Published

Saturday, August 3, 2024

Generative Models

Generate graphs with specific properties.

Erdős–Rényi Model

  • Random graph model:
    • Start with \(n\) nodes.
    • For each pair of nodes, add an edge with probability \(p\).
    • Every edge is independent.
    • No obvious pattern.
    • Not a good model for real networks.
  • \(A_{ij} \sim \text{Bernoulli}(p)\)
  • Degree distribution is binomial:
    • Probability of having degree \(k\): \[ p_k = \binom{n}{k} p^k (1-p)^{n-k} \]
    • Can be approximated as Poisson.
  • Diameter: \[ \text{Diameter} \approx \frac{\log(n)}{\log(z)} \] where \(z\) is the average degree.
    • Grows slowly with \(n\) but in real data, we observe a small constant or even shrinking diameter.
  • Clustering coefficient:
    • Needs specification in this model.

Planted Partition Model

  • Two communities:
    • Each node has a community.
    • \(p_{\text{intra}}\): Probability of edge within the community.
    • \(p_{\text{inter}}\): Probability of edge between communities.
  • Latent variable model: It’s not iid - we condition on two community labels. \[ P(A_{ij} = 1 \mid z_i, z_j) = \begin{cases} p_{\text{intra}} & \text{if } z_i = z_j \\ p_{\text{inter}} & \text{if } z_i \neq z_j \end{cases} \]
  • Can generalize to weighted and directed edges.

Stochastic Block Model

  • \(k\) communities:
    • Generalizes PPM to graphs with \(k\) communities and varying edge densities.
    • \(z_i\): Node \(i\) belongs to community \(z_i \in \{1, ..., k\}\).
  • Model parameters:
    • \(p_i\): Community proportion.
    • \(p_{ij}\): Edge probability between communities \(i\) and \(j\).
    • \(P(z_i = i) = p_i\)
    • \(P(A_{ij} = 1 \mid z_i, z_j) = p_{ij}\)
    • \(\eta\): Transition matrix.

Transition Matrix
  • Doesn’t capture all patterns of real networks:
    • Degree-corrected SBM.
    • Real networks have more triangles: Geometric SBM.
    • Real communities are overlapping: Community affiliation graph model.
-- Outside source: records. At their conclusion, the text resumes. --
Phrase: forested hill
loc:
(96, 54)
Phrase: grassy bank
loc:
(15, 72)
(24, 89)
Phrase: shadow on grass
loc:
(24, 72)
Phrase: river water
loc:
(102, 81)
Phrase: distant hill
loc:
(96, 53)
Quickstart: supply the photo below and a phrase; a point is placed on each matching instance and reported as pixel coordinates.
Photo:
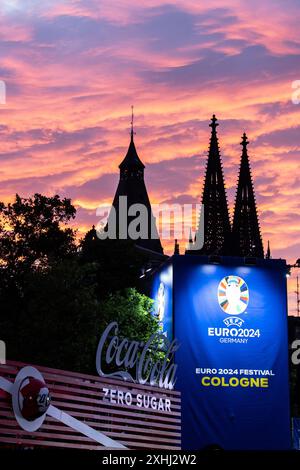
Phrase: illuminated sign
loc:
(127, 356)
(231, 322)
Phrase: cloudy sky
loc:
(73, 68)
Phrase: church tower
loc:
(246, 238)
(132, 185)
(217, 230)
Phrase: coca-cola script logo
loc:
(138, 356)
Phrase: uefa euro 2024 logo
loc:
(233, 298)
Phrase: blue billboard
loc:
(231, 322)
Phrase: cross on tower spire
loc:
(132, 118)
(246, 238)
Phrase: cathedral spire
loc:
(217, 231)
(246, 238)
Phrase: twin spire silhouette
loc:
(242, 238)
(220, 238)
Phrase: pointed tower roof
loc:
(132, 186)
(245, 230)
(217, 230)
(131, 160)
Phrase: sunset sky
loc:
(72, 70)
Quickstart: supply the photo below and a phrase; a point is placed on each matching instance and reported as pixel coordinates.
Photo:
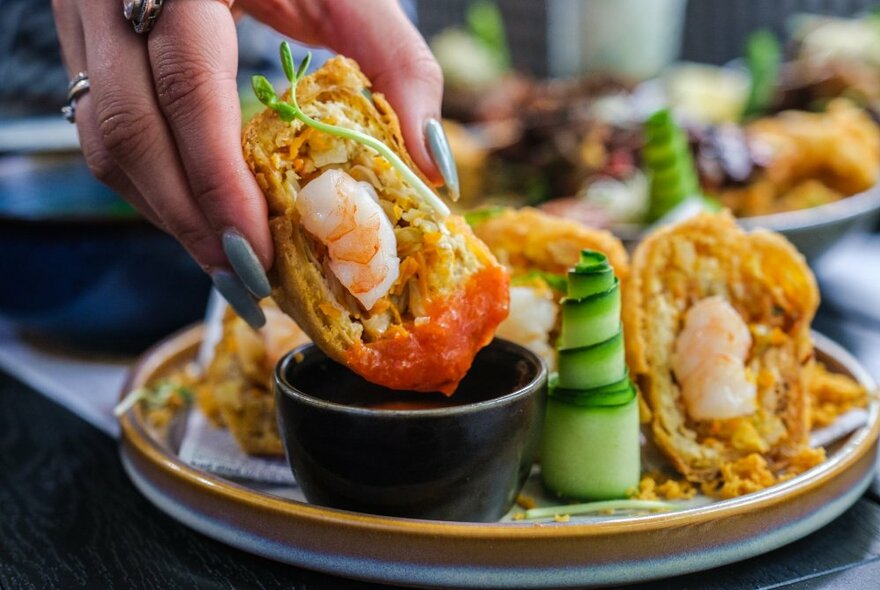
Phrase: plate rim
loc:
(181, 344)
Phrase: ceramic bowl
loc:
(358, 446)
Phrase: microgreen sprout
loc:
(290, 110)
(156, 396)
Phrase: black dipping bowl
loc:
(80, 267)
(461, 458)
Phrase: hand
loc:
(161, 124)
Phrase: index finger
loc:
(194, 56)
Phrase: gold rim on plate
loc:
(486, 555)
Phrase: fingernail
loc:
(245, 263)
(234, 291)
(438, 144)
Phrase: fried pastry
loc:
(717, 330)
(381, 281)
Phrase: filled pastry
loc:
(371, 266)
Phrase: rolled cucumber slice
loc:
(591, 433)
(593, 366)
(590, 320)
(591, 453)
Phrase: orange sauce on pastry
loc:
(435, 355)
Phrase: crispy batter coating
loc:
(527, 239)
(768, 283)
(441, 262)
(813, 159)
(236, 390)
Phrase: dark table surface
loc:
(70, 518)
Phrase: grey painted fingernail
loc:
(245, 263)
(438, 144)
(234, 291)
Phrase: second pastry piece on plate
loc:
(718, 338)
(376, 274)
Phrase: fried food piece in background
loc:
(236, 389)
(526, 239)
(538, 248)
(809, 159)
(768, 284)
(832, 395)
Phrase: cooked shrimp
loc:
(709, 362)
(531, 319)
(345, 215)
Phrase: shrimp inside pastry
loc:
(372, 272)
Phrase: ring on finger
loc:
(77, 87)
(142, 14)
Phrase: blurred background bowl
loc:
(814, 231)
(79, 265)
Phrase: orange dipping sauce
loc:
(436, 355)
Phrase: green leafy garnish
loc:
(487, 26)
(478, 216)
(763, 58)
(290, 111)
(556, 282)
(156, 396)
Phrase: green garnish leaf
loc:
(556, 282)
(287, 61)
(304, 66)
(763, 58)
(478, 216)
(156, 396)
(288, 111)
(487, 25)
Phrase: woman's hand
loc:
(161, 124)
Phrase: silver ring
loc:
(142, 14)
(77, 87)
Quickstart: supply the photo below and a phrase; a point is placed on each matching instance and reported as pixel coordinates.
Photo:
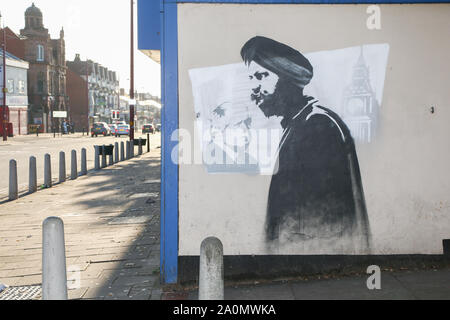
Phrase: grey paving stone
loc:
(426, 285)
(351, 288)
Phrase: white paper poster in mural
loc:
(348, 81)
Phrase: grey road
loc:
(21, 148)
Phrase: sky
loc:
(98, 30)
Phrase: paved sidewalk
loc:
(395, 285)
(111, 220)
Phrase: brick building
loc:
(16, 96)
(14, 43)
(47, 73)
(103, 92)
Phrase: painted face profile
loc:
(263, 81)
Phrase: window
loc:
(40, 53)
(40, 82)
(21, 86)
(10, 86)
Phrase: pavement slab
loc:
(112, 238)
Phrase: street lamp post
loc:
(4, 115)
(132, 124)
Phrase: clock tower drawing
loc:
(360, 107)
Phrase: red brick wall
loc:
(13, 43)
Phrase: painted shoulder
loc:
(320, 111)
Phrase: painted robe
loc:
(317, 193)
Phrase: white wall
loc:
(404, 170)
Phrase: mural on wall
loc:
(317, 192)
(316, 197)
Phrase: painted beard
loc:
(285, 96)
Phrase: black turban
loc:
(279, 58)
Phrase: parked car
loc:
(148, 128)
(113, 128)
(100, 128)
(123, 130)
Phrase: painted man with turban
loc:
(316, 195)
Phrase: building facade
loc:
(47, 72)
(100, 95)
(16, 96)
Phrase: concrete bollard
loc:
(132, 149)
(111, 158)
(211, 280)
(97, 157)
(103, 156)
(128, 150)
(13, 186)
(116, 152)
(62, 167)
(83, 162)
(73, 167)
(122, 151)
(47, 171)
(32, 179)
(54, 274)
(140, 147)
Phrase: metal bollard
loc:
(97, 157)
(13, 187)
(47, 171)
(83, 162)
(128, 150)
(73, 167)
(116, 152)
(54, 275)
(122, 151)
(32, 180)
(132, 149)
(62, 167)
(111, 158)
(103, 157)
(211, 281)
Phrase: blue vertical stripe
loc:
(169, 197)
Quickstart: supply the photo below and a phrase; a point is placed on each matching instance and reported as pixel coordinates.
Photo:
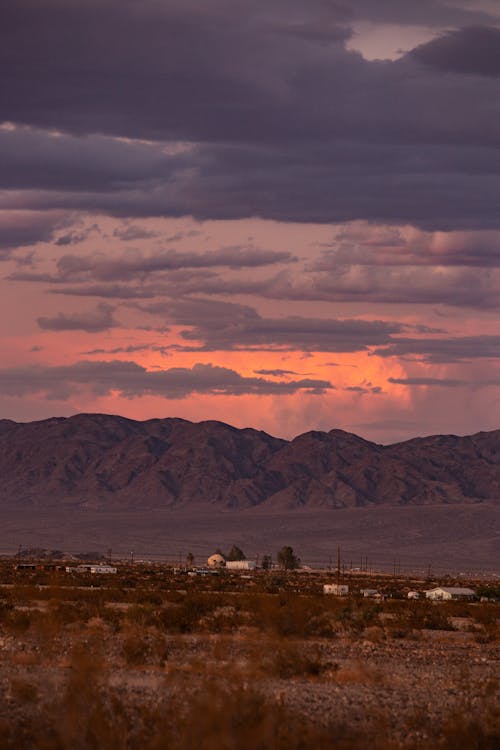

Preferential Attachment Model

  • EP/PPM/SMB assume that edges are formed independently.
  • Start with a small number of nodes and let it grow by adding nodes and edges.
  • Preferential attachment: New nodes prefer to connect to nodes with high degree (rich get richer - power law degree distribution).

Initial Attractiveness: - Can realize power law with exponent in \([2, \infty]\).

Algorithm: 1. Start with \(m_0\) nodes. 2. Add a new node \(w\). 3. Add \(m\) directed edges \((u, v)\). 4. Probability that the endpoint of an edge \((u, v)\) corresponds to \(v\) is proportional to current degree + IA: \[ A_v = A + \text{in-degree}(v) \] where \(A\) is the initial attractiveness (same for all nodes). 5. Not important where the edge starts; they can all start from \(w\) or existing nodes. 6. Repeat from step 2.

Parameters: - \(m, A\) - Degree distribution: \[ \gamma = 2 + \frac{A}{m} \] - Matches many real networks. - Diameter grows logarithmically with \(n\). - Average degree remains constant.

Configuration Model

  • Given a degree sequence, generate a graph:
    • Assign a degree to each node represented as a stub (a half-edge).
    • Randomly pair the stubs.

Deep Generative Models

  • Learn models from data:
    • All previous models are handcrafted.
    • More flexible.
  • Methods: VAE, GAN, Normalizing Flows, Score-based models, Denoising Diffusion (chronological order of development).
  • Example: NetGAN - latent space interpolations produce smoothly changing graphs.
    • Sample from noise.
    • Manipulate the latent space to generate graphs with specific properties.